Erano esotiche perché venivano da molto lontano, da terre misteriose, ricche
e magiche. Questi luoghi - India, Isole delle spezie, Cipango - reali o
immaginari che fossero, erano affascinanti. Sempre, anche se con diversa
intensità, l'Oriente era stato per gli europei la fonte d'origine di ciò che è
meraviglioso, un territorio traboccante di meraviglie, tanto bizzarre quanto
affascinanti. L'immagine medievale delle spezie, però, non si limita a essere
un capitolo nella storia dell'Orientalismo, un altro prodotto del misterioso
Oriente. Le terre in cui le spezie crescevano non erano solo lontane e
diverse, erano anche graziate da una particolare fortuna. Si credeva che
Kublai Khan e il Prete Gianni regnassero su paesi pacifici in cui crimine,
povertà, malattia erano rarissimi o banditi per sempre. Queste terre poi, o
erano cristiane, e quindi facevano parte di quella grande e ben nota comunità
di cui gli europei si sentivano membri, o erano sottoposte al governo di
pagani virtuosi, i cui principi si differenziavano da quelli della cristianità solo
per il fatto di essere più efficamente rispettati e seguiti. La vera patria delle
spezie e il loro simbolo di maggior fascino e potenza era il paradiso terrestre.

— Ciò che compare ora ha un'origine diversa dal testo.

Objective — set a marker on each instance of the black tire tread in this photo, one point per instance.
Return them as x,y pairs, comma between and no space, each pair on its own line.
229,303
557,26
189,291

Alla lontananza, al fascino, alla salubrità di quei luoghi si aggiungeva l'odore,
letterale, della santità. Alcune spezie giungevano nel mondo profano dei
mortali uscendo direttamente dal giardino dell'Eden, diceva Joinville,
trascinate dalle acque dei quattro fiumi del paradiso. Si sapeva, comunque,
che la maggior parte di quanto era importato proveniva dall'India, anche se il
significato concreto di questa informazione, in termini d'immaginazione e
ricostruzione geografica, cambiò in misura radicale nel grande arco di tempo
che va da Alessandro Magno, nel IV secolo prima di Cristo, ai tempi di Vasco
da Gama. Le spezie occupavano una posizione del tutto particolare, non
essendo soltanto generi di consumo altamente desiderabili, ma anche oggetti
sacri o, almeno, circonfusi da un'aura di santità. Possedevano delle virtù, sia
nel senso che erano dotate di poteri curativi, sia in un senso sostanzialmente
morale, perché erano simboli di una morte in condizioni di sanità, di rinascita,
di superamento dei limiti della realtà temporale. E la loro natura di simboli non
si manifestava solo nelle immagini ma nel loro stesso aroma, che attingeva i
centri profondi dei desideri umani, anche se solo per qualche momento.
216
L'importanza della fragranza, dei profumi mirabili e intossicanti in un mondo
di odori sgradevoli, di degrado e infermità, è talmente grande che non esiste
per noi il pericolo di sopravvalutarla. Non tutti i consumatori di spezie
sarebbero stati in grado di riconoscere in dettaglio le implicazioni e le
suggestioni che abbiamo presentato, ma furono proprio queste a garantire ai
prodotti del loro consumo il loro potere e la lunga durata del loro successo: fu
il senso di promessa, di piacere e di virtù ch'essi trasmettevano, oltre l'uso
inevitabilmente profano cui erano immediatamente destinati. Le spezie erano
contemporaneamente merci di pregio, demarcatori sociali di gusto ed
eleganza, sostanze piacevoli e tuttavia anche vettori di un significato più
elevato, persino sacro, attraverso la loro fragranza, a volte dolce, a volte
aspra, a volte ricca e a volte quasi impossibile da descrivere, ma sempre
deliziosa. Le spezie non procuravano dipendenze, neppure nella forma molto
attenuata del tè e del caffè, non alteravano gli stati mentali come l'oppio o
anche il tabacco. Sì, continuavano a creare una sorta d'incanto, che però era
un'infatuazione mondana, con una sottile vena di spiritualità. La loro natura
mondana, terrestre (dopo tutto, erano merci di alto prezzo) avrebbe avuto un
impatto straordinario sulle vicende storiche. Ma a renderli prodotti
commerciali di così gran pregio fu soprattutto il magico incantesimo dei loro
sapori, dei loro profumi, del loro potere di fascinazione.